By Gilda Morales, ANP, DC
Today’s column deals with bedwetting, or enuresis, which is medically defined as involuntary urination after the age when bladder control is expected, usually in children greater than the age of 6. More commonly, the term refers to bedwetting primarily at night. The condition affects more females than males, and there is usually a family history of enuresis.
There is no confirmed cause for enuresis, but there are several theories that have been proposed, including abnormal anatomy, increased pressure on the bladder with laughing, coughing or sneezing, urinary tract infections, and even emotional stress or sexual abuse. Social changes such as divorce, new siblings, a change to a new school, or death of a loved one can also trigger enuresis.
Besides the obvious discomfort from being wet, there are emotional effects as well as embarrassment and teasing from playmates or classmates.
The physical exam is geared toward ruling out physical causes of enuresis and will include a neurological exam to rule out brain tumors, abdominal exam to rule out kidney tumors, examination of the genitalia, to rule out numerous abnormalities, and the spine to check for underlying spinal defects.

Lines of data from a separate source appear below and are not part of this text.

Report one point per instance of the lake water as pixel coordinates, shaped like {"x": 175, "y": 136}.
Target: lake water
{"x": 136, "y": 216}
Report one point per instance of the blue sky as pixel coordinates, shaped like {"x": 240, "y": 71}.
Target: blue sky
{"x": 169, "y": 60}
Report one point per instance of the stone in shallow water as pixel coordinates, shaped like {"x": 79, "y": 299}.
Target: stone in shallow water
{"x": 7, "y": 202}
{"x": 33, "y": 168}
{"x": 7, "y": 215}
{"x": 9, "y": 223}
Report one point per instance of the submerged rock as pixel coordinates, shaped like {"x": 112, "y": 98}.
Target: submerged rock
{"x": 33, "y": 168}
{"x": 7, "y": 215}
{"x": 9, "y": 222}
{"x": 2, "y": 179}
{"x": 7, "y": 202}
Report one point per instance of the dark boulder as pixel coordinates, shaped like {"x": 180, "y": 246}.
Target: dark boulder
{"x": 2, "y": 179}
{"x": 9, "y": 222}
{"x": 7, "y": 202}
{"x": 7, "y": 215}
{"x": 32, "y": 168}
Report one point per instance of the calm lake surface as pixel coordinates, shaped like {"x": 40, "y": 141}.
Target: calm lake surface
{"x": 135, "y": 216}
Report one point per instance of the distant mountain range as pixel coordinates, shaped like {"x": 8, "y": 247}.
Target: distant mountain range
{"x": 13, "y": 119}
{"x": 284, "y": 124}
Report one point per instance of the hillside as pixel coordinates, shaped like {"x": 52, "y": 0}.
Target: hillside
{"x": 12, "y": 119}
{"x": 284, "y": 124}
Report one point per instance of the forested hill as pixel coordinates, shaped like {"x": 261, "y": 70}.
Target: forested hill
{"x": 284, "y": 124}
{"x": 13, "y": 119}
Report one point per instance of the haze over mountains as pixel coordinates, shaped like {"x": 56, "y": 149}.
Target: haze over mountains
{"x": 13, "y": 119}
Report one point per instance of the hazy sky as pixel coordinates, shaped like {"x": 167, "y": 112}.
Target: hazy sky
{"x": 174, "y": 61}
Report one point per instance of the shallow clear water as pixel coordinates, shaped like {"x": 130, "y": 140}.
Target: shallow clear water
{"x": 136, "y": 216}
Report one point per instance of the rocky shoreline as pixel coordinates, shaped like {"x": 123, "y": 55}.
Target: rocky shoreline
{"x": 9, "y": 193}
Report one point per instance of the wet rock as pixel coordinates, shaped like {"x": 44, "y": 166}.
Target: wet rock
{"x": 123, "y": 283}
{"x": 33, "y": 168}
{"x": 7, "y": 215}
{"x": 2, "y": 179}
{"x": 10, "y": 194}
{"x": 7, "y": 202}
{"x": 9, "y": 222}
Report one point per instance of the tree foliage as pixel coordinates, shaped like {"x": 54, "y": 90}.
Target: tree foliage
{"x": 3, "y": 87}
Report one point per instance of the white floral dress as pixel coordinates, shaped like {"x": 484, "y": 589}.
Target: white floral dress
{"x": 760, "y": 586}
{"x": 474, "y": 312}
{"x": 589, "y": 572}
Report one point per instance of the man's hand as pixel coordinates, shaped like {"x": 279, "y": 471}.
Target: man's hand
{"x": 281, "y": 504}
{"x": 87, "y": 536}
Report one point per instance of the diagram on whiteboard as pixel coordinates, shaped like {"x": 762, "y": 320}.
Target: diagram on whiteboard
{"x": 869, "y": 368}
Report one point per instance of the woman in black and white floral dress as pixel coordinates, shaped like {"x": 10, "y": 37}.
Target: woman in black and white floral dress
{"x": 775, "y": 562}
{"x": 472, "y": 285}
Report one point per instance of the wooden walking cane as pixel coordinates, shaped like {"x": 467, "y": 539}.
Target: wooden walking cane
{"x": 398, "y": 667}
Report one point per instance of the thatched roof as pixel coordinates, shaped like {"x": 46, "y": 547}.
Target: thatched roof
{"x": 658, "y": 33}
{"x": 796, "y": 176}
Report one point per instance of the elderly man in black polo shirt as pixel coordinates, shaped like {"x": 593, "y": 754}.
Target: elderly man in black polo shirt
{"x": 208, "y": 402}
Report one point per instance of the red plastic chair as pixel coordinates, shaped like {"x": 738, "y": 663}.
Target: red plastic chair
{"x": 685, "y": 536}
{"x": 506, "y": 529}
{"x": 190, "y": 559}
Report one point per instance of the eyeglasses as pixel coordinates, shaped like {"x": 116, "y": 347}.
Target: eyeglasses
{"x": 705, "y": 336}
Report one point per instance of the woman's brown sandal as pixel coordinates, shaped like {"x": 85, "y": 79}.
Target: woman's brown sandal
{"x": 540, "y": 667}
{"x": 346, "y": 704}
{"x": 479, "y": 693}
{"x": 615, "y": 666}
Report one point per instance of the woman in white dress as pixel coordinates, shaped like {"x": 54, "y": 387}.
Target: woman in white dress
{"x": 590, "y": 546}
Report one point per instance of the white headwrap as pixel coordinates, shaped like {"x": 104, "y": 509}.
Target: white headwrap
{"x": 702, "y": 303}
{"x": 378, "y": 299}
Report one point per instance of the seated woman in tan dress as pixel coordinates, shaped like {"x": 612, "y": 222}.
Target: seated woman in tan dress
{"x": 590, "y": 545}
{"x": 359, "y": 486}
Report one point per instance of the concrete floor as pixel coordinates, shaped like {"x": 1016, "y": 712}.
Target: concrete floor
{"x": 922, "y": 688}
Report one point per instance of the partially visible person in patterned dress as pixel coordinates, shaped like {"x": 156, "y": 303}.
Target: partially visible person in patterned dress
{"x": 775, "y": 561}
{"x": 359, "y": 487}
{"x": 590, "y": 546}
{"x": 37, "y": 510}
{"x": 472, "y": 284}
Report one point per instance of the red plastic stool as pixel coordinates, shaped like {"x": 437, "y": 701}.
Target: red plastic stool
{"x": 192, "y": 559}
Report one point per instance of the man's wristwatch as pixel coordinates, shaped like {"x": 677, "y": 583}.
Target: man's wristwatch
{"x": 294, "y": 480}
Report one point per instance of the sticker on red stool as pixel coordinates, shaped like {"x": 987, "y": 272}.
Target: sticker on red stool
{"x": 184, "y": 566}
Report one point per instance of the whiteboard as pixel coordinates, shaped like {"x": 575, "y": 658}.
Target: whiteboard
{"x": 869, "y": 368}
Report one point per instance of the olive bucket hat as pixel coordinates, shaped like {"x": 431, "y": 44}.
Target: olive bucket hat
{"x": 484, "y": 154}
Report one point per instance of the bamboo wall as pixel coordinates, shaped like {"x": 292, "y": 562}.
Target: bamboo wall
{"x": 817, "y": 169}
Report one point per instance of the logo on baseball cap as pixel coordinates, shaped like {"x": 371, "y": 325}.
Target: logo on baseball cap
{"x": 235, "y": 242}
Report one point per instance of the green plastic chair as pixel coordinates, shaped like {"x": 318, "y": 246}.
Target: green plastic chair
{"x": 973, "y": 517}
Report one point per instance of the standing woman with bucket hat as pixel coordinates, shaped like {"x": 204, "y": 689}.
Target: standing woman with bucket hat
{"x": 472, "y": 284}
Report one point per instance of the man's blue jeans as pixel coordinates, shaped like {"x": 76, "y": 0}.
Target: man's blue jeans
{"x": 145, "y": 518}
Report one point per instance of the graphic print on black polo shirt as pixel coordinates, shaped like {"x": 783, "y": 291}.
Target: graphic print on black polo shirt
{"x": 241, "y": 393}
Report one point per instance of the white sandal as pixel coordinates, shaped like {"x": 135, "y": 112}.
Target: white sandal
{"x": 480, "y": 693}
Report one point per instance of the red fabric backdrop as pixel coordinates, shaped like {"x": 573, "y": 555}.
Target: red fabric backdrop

Treatment can consist of positive interventions, never negative, such as punishing the child for wetting the bed. Formal programs that have been developed by pediatric psychologists are quite successful and consist of the use of an enuresis alarm and positive reinforcement and rewards. Hypnotism has also shown a significant success rate especially if used in conjunction with the bed alarm.
There are medications that have shown some success, but they are not recommended for use in children before the age of 6 to 8 years of age because of the potential for serious side effects. Fortunately, 99% of cases resolve without treatment by the age of 5.